Although the pride marches bring necessary media attention to the presence and issues of the Black South African community, organizers worry that there is too much emphasis placed on the spectacle of the event for onlookers and thus the issues are not taken seriously. For this reason, participants and organizers have debated the role of drag queens in the parade. Some argue that drag queens are integral to the GLB community and have a right to be included, while others argue that they draw the wrong kind of attention to what has the potential to be a serious political demonstration. Additionally, concerns about respectability from more conservative GLB groups has also been a point of debate. What began as a political demonstration in 1990 is now seen as more of a party. The 2012 pride was characterized by a clash that made activists reflect on the history of pride in South Africa and how the event has evolved over time. At the same time, today's organizers believe that in order to maximize attendance the event must be depoliticized.

== Related organizations ==

=== Gay and Lesbian Organization of Pretoria (GLO-P) ===
The Gay and Lesbian Organization of Pretoria was formed in 1993 and modeled after GLOW. What originally began as a social group, however, over time became a provider and facilitator of community resources. These resources included the Pretoria Gay and Lesbian Resource Centre, various types of counseling and information service, identity formation workshops, resource directory, gay map of Pretoria, and a gay issues research forum. GLO-P became known as OUT-GLB Wellbeing in 2001.

=== The National Coalition for Gay and Lesbian Equality (NCGLE) ===
Sensing the dissolution of GLOW in 1994, Simon Nkoli and many other former GLOW members went on to form The National Coalition for Gay and Lesbian Equality (NCGLE). NCGLE lobbied and collaborated with the ANC Constitutional Assembly to incorporate language and protections for gay rights in the new South African constitution. Through this organization, sodomy in South Africa was also officially decriminalized. NCGLE challenged the constitutionality of anti-sodomy laws post-apartheid in the South African Constitutional court and won their case. NCGLE is now an NGO known as the Gay and Lesbian Equality Project.
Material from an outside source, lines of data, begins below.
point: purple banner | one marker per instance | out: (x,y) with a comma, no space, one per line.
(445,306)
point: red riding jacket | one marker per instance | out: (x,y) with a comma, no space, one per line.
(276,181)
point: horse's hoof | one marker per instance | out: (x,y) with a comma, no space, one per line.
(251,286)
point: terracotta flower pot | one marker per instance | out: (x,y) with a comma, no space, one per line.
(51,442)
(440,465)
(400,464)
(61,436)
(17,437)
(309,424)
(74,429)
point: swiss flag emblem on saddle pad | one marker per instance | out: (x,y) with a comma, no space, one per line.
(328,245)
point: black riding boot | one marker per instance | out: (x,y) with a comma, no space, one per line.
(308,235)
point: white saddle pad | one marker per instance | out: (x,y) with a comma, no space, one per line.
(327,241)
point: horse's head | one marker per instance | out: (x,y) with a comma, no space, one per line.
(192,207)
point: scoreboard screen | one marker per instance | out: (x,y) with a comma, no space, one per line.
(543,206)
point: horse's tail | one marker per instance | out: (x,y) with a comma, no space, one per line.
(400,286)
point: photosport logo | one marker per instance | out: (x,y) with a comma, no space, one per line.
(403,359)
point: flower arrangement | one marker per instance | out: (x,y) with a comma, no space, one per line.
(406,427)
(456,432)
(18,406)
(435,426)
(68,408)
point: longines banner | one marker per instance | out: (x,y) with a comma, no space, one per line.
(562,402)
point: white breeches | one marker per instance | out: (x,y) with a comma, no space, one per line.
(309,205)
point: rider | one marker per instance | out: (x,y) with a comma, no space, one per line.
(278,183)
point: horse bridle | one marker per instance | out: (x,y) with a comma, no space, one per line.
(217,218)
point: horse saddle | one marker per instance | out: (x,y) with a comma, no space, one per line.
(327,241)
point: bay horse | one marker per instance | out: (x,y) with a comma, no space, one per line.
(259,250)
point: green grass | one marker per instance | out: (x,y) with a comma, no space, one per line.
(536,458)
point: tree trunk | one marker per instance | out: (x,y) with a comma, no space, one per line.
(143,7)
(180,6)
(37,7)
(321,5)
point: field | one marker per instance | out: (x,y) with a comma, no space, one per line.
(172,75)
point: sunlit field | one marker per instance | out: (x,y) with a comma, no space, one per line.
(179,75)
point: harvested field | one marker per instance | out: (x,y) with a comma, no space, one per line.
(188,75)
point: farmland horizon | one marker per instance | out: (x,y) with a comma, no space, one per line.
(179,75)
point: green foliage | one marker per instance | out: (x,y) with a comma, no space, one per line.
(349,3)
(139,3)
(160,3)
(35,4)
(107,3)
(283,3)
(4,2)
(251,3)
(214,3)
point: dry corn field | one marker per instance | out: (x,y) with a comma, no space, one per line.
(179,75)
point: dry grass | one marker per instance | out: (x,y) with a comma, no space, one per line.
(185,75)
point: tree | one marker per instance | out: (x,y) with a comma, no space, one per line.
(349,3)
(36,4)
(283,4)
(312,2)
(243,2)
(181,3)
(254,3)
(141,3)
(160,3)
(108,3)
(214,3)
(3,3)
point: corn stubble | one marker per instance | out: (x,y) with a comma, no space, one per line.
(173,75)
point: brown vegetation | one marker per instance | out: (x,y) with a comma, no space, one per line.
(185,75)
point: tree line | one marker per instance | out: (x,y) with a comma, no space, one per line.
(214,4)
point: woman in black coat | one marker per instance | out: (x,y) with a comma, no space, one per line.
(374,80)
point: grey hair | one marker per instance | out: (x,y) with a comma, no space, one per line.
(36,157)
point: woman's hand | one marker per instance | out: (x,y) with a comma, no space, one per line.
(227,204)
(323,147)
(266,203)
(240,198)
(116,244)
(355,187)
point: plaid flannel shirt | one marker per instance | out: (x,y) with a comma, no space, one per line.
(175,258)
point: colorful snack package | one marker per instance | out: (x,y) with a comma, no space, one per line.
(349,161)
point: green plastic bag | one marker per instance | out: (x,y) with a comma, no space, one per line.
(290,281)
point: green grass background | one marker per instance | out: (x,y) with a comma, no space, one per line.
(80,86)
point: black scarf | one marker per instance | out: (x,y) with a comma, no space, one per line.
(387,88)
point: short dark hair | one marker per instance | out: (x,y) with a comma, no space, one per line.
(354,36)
=== Hope and Unity Metropolitan Community Church (HUMCC) ===
The Hope and Unity Metropolitan and Community Church (HUMCC) was an outgrowth of GLOW. In 1994, it became a safe space for the GLB community to fuse their sexual identities with their religious identities.

=== Nkateko ===
In 1995, Beverley Palesa Ditsie and other members of GLOW left to form Nkateko in response to the invisibility of black lesbian issues and the dominance of white men and women in GLOW. The primary issues discussed were homelessness, 'coming out', violence, and homophobia. The organization's rapid growth without the necessary organizational structure to sustain itself resulted in the group's demise after the 1997 pride parade.